Interesting... Your diskio document counts are very high there must be many many disks on each host they are about 3-5X what I would expect.
But other numbers see ok I guess it still seems high for 1000 metricbeat hosts.
So here are some of the things I would do, others may have other opinions.
You can try this is on your 1 node
You already have a lot of segments (underlying filesystem data structures) You are not force merging when you roll over so you are generating segment that are beginning to add up. Los of segments = slow queries, you already have 322 segments when you only had 22 shards.
In the ILM Policy On Rollover set force merge to 1 segment ,
You can see your segments with
GET _cat/segments/metricbeat-*/?v
You can clean this up by running the following command this may take 1 or more hours to run, as there is only 1 merge thread per node.
POST metricbeat-*/_forcemerge/?max_num_segments=1
it is a synchronous command but you can just run another command and check the results.
GET _cat/segments/metricbeat-*/?v
Once the segments are merged there will be only 1 per shard.
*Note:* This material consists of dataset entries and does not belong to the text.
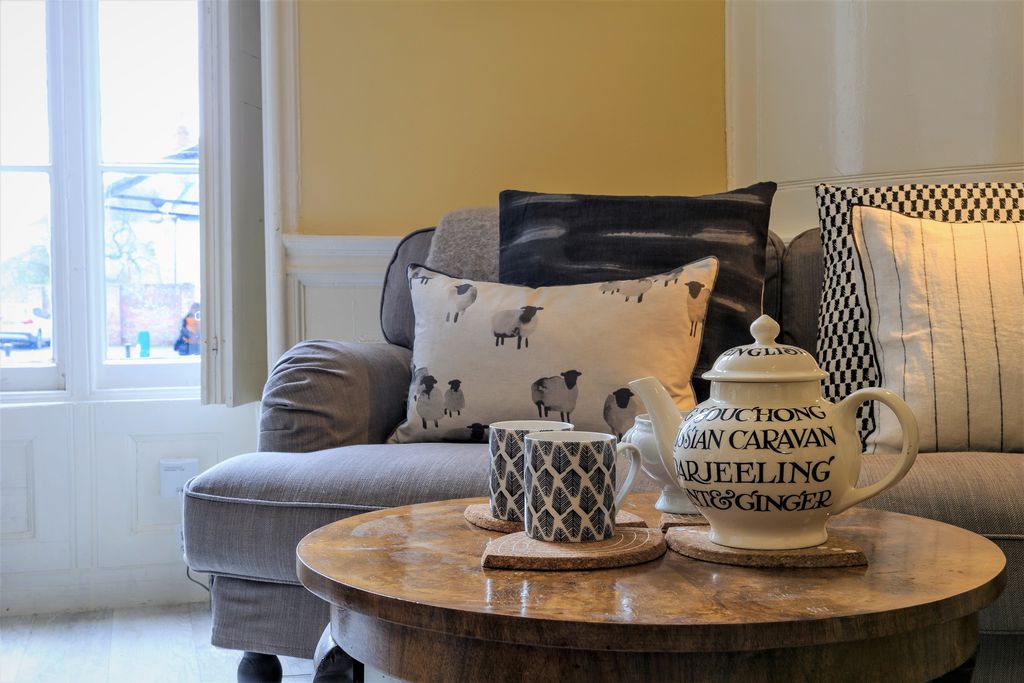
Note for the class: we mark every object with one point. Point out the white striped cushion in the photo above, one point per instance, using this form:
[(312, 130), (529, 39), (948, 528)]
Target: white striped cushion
[(945, 306)]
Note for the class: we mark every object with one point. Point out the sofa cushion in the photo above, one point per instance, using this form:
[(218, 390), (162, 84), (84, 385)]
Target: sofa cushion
[(549, 240), (801, 290), (397, 323), (465, 244), (845, 349), (244, 516), (486, 352), (980, 492), (946, 309)]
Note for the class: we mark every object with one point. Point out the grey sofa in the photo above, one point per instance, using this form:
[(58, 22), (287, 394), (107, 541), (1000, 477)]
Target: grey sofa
[(329, 406)]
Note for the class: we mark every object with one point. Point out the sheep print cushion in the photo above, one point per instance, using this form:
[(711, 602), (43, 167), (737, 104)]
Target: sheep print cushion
[(486, 352)]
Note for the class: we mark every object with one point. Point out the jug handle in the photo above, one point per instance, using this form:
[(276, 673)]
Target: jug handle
[(908, 423), (634, 456)]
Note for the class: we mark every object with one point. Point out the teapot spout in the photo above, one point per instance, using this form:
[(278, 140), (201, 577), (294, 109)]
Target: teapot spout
[(664, 417)]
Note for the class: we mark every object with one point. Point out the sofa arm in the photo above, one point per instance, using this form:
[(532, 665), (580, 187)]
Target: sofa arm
[(324, 394)]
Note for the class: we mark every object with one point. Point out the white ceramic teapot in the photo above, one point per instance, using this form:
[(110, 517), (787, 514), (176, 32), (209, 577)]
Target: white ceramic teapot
[(767, 460)]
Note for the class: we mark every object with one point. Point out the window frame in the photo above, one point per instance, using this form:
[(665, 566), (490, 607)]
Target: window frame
[(80, 368)]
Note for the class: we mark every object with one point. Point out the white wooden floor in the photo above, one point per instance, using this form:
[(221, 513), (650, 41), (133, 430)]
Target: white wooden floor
[(160, 644)]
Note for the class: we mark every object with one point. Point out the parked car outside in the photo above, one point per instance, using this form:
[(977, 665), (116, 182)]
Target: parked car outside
[(24, 325)]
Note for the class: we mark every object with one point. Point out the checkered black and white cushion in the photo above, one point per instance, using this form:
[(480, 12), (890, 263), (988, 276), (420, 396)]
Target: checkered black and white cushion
[(844, 345)]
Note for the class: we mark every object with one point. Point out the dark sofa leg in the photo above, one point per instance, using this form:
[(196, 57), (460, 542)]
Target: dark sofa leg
[(332, 665), (257, 668)]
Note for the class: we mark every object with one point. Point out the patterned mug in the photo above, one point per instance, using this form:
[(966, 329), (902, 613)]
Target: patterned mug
[(507, 464), (570, 485)]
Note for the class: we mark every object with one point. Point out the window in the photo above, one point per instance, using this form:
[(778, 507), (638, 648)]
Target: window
[(99, 209)]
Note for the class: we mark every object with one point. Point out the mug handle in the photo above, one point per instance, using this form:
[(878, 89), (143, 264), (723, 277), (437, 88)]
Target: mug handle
[(633, 454), (908, 423)]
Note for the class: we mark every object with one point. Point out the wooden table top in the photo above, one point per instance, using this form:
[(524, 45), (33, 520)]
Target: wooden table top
[(420, 566)]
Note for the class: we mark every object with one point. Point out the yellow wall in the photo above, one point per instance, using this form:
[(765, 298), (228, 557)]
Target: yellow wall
[(410, 110)]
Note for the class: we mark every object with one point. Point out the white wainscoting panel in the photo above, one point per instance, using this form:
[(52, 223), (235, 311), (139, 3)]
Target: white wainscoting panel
[(335, 285), (16, 491), (84, 525), (142, 527), (38, 444), (857, 92)]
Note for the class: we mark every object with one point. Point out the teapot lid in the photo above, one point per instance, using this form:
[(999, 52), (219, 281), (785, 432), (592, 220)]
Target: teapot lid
[(765, 360)]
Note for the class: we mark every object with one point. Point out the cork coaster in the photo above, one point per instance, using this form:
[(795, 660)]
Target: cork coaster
[(838, 551), (479, 515), (626, 547), (670, 520)]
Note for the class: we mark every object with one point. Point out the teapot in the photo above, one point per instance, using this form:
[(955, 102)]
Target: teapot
[(767, 459)]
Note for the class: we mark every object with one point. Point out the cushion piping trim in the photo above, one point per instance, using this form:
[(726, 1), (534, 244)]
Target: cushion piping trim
[(291, 504)]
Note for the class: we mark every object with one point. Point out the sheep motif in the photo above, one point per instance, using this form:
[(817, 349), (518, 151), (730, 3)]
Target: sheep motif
[(518, 323), (631, 288), (418, 273), (620, 411), (455, 399), (556, 393), (696, 304), (414, 385), (673, 275), (461, 297), (429, 403)]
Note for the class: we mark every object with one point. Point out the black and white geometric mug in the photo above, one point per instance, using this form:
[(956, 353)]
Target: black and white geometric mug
[(570, 485), (507, 464)]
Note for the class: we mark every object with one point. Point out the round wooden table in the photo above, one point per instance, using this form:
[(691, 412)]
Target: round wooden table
[(410, 599)]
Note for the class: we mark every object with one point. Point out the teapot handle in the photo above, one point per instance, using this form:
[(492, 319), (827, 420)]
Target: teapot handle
[(847, 413)]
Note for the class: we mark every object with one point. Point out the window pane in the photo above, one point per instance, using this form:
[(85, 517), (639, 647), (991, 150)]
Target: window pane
[(24, 136), (148, 79), (26, 313), (153, 265)]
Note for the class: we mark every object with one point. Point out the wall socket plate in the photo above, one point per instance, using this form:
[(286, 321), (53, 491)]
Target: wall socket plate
[(174, 473)]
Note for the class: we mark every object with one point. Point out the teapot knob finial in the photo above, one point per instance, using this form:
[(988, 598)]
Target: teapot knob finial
[(765, 330)]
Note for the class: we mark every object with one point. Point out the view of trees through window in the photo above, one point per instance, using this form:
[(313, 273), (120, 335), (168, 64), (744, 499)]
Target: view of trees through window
[(140, 170)]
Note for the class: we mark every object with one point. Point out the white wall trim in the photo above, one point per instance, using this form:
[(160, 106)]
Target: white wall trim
[(350, 271), (790, 114), (280, 42), (215, 218), (983, 172), (740, 90)]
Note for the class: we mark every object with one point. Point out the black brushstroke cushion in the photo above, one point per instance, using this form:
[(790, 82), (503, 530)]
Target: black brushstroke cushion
[(580, 239)]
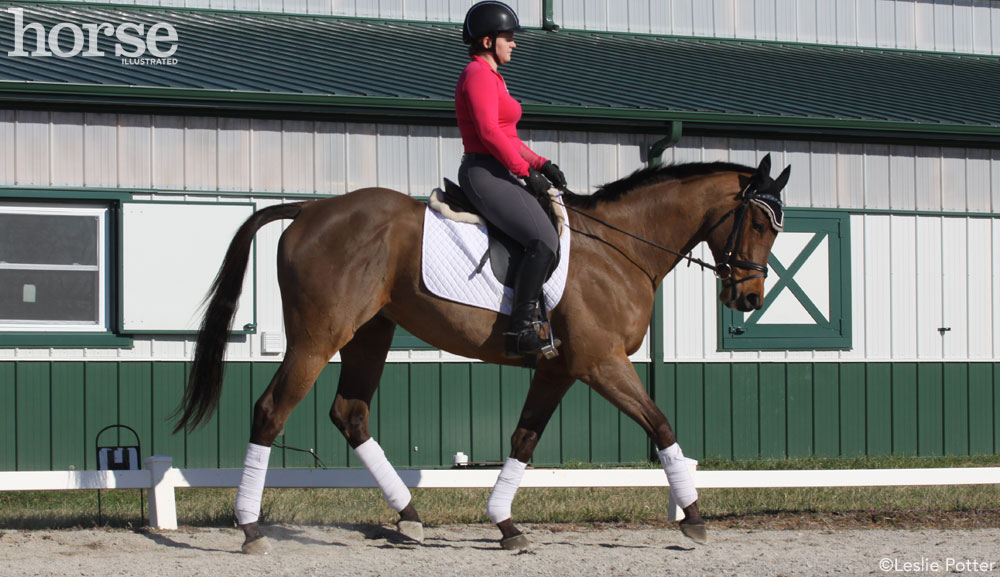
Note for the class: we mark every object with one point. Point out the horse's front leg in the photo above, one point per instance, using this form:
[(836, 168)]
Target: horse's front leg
[(617, 381), (543, 397), (362, 362)]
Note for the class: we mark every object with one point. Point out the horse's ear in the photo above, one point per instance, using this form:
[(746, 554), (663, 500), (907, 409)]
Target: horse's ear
[(745, 181), (765, 167), (781, 181)]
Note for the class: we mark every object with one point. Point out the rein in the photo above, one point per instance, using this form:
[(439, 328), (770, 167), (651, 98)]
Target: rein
[(722, 270)]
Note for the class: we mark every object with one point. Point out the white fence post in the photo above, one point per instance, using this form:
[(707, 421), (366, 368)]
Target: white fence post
[(162, 505)]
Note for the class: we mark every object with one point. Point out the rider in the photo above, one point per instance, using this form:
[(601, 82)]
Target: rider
[(494, 160)]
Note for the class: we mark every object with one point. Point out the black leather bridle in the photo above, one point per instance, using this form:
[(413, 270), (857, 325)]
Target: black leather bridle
[(751, 194), (723, 269)]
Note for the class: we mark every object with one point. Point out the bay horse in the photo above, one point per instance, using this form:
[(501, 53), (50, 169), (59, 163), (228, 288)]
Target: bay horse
[(349, 270)]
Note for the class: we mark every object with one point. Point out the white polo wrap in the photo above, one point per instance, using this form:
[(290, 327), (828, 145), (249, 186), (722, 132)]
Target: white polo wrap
[(498, 506), (252, 484), (393, 489), (678, 475)]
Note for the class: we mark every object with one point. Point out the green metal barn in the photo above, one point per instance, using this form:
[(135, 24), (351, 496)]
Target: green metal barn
[(122, 182)]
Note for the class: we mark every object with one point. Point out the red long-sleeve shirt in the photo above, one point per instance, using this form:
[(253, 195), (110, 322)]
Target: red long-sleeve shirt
[(487, 118)]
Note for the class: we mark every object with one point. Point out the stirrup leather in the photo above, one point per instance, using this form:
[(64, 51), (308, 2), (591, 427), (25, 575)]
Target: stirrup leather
[(543, 331)]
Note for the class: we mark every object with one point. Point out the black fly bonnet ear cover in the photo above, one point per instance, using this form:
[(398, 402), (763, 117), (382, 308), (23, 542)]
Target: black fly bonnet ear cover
[(765, 192)]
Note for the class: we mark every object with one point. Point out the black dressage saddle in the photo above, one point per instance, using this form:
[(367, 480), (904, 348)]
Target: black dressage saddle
[(504, 253)]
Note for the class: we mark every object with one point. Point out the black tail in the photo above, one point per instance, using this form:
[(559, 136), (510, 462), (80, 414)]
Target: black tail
[(204, 387)]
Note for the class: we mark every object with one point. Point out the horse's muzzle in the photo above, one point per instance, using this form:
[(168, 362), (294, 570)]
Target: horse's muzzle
[(743, 302)]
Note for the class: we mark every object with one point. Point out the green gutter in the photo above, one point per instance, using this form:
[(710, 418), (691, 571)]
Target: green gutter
[(654, 155), (195, 98), (548, 18)]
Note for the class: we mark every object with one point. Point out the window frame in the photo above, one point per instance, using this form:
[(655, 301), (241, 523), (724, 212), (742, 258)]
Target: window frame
[(837, 334), (56, 335)]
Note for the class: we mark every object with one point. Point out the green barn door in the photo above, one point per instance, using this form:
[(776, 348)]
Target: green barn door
[(807, 302)]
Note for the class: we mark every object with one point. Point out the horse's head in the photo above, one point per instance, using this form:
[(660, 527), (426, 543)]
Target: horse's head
[(742, 248)]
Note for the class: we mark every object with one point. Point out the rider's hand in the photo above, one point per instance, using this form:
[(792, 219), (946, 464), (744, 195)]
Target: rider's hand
[(537, 184), (552, 172)]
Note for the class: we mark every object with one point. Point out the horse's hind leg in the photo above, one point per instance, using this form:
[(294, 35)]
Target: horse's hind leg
[(362, 361), (617, 381), (296, 375), (546, 390)]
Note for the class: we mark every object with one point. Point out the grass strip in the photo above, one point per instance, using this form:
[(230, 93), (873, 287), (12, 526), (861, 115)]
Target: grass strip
[(729, 507)]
But over all... if you are really going to ingest and query 350GB / day or more, I would probably run more than a single node. Here are some suggestions, others may have other suggestions.
350GB / Day is non-trivial but we certainly have many use cases with Multiple TBs per day, its about proper scaling.
I would run perhaps 3 nodes, Each with 28GB Heap 1-2 TB SSD
Index Template : 3 Primary Shards, 1 replica (technically this would be better with 6 node so each shards can be completely parallel, there is some math) (If you do not want replicas you can do that , but if you lose a node you will corrupt your index)
ILM Rollover 150GB or 1 day : This will make 3 x 50GB Shards, the shards should balance out and you will get some parallelism.
Force Merge on Hot Rollover to 1 segment.
Your indexing seems OKish there are some settings that could make that better like
"index": {
"refresh_interval": "30s",
"translog": {
"flush_threshold_size": "2gb"
}
Other considerations would be how long the retention which you have not mentioned os say you wanted to keep this for 7 Days = 350GB Day + 1 replica = 700 GB / Day * 7 Days = ~5TB Data.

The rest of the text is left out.